Sete vidas

Annie Leibovitz, Susan at the House on Hedges Lane, 1988

Não posso escrever sobre o amor. Não há nada a dizer dez mil anos após a sua descoberta. Mas ontem ele fez-me festas no dedo da unha roída. A ferida dói-me, mas não me magoou. Fez-me festas de leve, roçando a pele puxada, levantada, que vai cair na ferida em carne viva, e disse-me, tu róis para além do sabugo, até à carne, até fazer sangue. Os polegares e os indicadores andam maus,  respondi quase a dormir. Depois adormecemos abraçados como dormem os amantes. Ele primeiro. Fiquei a ouvir a sua respiração e a da cadela, um de cada lado e à vez, por vezes simultâneas. Acho que ele nunca me tinha feito festas numa ferida. Tenho cinquenta anos.

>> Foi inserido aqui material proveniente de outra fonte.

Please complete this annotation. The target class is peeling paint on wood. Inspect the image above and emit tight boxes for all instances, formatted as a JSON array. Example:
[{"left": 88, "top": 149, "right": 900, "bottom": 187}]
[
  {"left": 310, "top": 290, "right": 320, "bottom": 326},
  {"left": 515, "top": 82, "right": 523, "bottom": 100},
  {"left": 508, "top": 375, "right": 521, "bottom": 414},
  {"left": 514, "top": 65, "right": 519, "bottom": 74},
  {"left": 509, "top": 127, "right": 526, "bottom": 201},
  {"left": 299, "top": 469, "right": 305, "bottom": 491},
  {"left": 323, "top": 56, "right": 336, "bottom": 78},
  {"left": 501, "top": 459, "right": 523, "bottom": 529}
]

Sou muito teimosa, mas já não recordo o nome do meu primeiro amor, embora mantenha presente o calor das bocas, a pureza, a frescura idónea da juventude. Não devo escrever quadros intímos, singelos, estúpidos de uma afeição de cinquenta, tão impossível de provar como a fé em Deus. As palavras de amor continuam ridículas e eu só treinei redações sobre o que me faltava. Tenho de ter cuidado. Agora tudo na vida é novo para mim.